Below is the complete list of Maggie Stiefvater books in order of publication. This is the recommended reading sequence for the series.

Gathering Of Faerie Series

  1. Lament (2008)
  2. Ballad (2009)

The Wolves of Mercy Falls Series

  1. Shiver (2009)
  2. Linger (2010)
  3. Forever (2011)
  4. Sinner (2014)

The Raven Cycle Series

  1. The Raven Boys (2012)
  2. The Dream Thieves (2013)
  3. Blue Lily, Lily Blue (2014)
  4. 300 Fox Way Holiday Piece (2014)
  5. A Minor Raven Boys Holiday Drabble (2015)
  6. The Raven King (2016)
  7. Opal (2018)
  8. A Very Declan Christmas (2018)

Spirit Animals Series

  1. Wild Born (2013)
    (By Brandon Mull)
  2. Hunted (2014)
  3. Blood Ties (2014)
    (By Garth Nix, Sean Williams)
  4. Fire and Ice (2014)
    (By Shannon Hale)
  5. Against the Tide (2014)
    (By Tui T. Sutherland)
  6. Rise and Fall (2014)
    (By Eliot Schrefer)
  7. The Evertree (2015)
    (By Marie Lu)

Pip Bartlett Series
with Jackson Pearce

  1. Pip Bartlett’s Guide to Magical Creatures (2015)
  2. Pip Bartlett’s Guide to Unicorn Training (2017)
  3. Pip Bartlett’s Guide to Sea Monsters (2018)

Dreamer Trilogy Series

  1. Call Down the Hawk (2019)
  2. Mister Impossible (2021)
  3. Greywaren (2022)

Standalone Novels Series

  1. The Scorpio Races (2011)
  2. All the Crooked Saints (2017)
  3. Swamp Thing: Twin Branches (2020)
  4. Bravely (2022)
  5. The Listeners (2025)

Graphic Novels Series

  1. The Raven Boys: The Graphic Novel (2025)
    (With StephanieWilliams)
  2. The Dream Thieves: The Graphic Novel (2026)

The Curiosities Series
with Brenna Yovanoff, Tessa Gratton

  1. The Curiosities (2012)
  2. The Anatomy of Curiosity (2015)

About Maggie Stiefvater

Maggie Stiefvater is one of the more distinctive voices in contemporary fantasy because her books rarely feel content to be only one thing. She writes young adult fiction, certainly, but that label barely captures the atmosphere of her work. Her novels are often funny in a dry, sideways way, but also eerie, lyrical, romantic, and deeply interested in obsession, art, speed, hunger, and the private logic of desire. On her official site, she describes herself with characteristic bluntness: she writes books, some “funny, ha-ha,” and some “funny, strange.” That is as useful a summary of her bibliography as any.
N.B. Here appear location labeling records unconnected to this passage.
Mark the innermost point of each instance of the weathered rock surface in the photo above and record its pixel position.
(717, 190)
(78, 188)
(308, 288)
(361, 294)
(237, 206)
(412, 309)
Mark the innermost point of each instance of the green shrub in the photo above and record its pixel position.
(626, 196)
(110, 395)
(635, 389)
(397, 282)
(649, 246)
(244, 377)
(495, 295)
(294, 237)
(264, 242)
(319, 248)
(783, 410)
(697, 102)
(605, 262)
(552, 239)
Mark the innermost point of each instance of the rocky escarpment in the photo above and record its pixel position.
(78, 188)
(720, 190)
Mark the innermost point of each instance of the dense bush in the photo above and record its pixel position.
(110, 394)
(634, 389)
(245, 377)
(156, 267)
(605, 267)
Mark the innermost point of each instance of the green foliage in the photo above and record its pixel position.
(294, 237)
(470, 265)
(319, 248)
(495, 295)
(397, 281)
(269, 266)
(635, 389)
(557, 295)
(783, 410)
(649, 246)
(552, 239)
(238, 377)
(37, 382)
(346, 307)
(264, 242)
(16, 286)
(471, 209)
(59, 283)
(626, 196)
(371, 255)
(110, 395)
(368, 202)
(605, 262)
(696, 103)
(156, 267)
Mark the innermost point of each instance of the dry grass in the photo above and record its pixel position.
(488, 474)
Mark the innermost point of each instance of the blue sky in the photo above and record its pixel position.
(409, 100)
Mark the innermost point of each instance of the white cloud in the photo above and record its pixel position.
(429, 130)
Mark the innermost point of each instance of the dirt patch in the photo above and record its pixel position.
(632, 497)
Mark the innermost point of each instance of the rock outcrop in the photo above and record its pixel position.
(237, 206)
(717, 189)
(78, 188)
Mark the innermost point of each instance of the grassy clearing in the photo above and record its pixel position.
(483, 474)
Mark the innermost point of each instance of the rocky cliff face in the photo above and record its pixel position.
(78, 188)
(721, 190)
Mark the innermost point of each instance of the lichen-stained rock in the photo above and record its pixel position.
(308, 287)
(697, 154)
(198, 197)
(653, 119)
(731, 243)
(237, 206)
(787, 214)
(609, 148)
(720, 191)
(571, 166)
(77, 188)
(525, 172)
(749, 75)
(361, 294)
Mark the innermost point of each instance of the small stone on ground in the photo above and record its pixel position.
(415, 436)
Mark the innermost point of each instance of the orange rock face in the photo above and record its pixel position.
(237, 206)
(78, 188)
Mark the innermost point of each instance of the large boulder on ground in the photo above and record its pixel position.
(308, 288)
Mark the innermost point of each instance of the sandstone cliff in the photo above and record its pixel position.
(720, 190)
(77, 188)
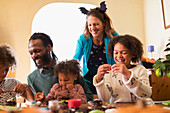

Her career is best understood in a few major clusters. The first is the early faerie and werewolf work that brought her to prominence, especially Lament, Ballad, and the Wolves of Mercy Falls books beginning with Shiver. Publisher and official-author material consistently identify Shiver as one of her breakout successes, and the Mercy Falls novels established many of the qualities readers still associate with her: lush atmosphere, intense feeling, music and art as emotional language, and teenagers whose inner lives are far stranger and deeper than the surface of the plot first suggests.

The second major phase is the run of standalone and linked fantasy that made her reputation feel larger than a single hit series. The Scorpio Races remains especially important here. It showed that she could build a complete world and emotional mythology inside one novel, and it still stands as one of the strongest examples of her ability to make landscape, ritual, and longing feel inseparable. That same gift later expanded into The Raven Cycle, the sequence that probably defines her most clearly for many readers. Her official novels page places The Raven Cycle and The Dreamer Trilogy near the center of her current body of work, and that makes sense. Those books feel like the fullest expression of her mature style: ravenous imagination, strong ensemble dynamics, and a fascination with power that is both beautiful and dangerous.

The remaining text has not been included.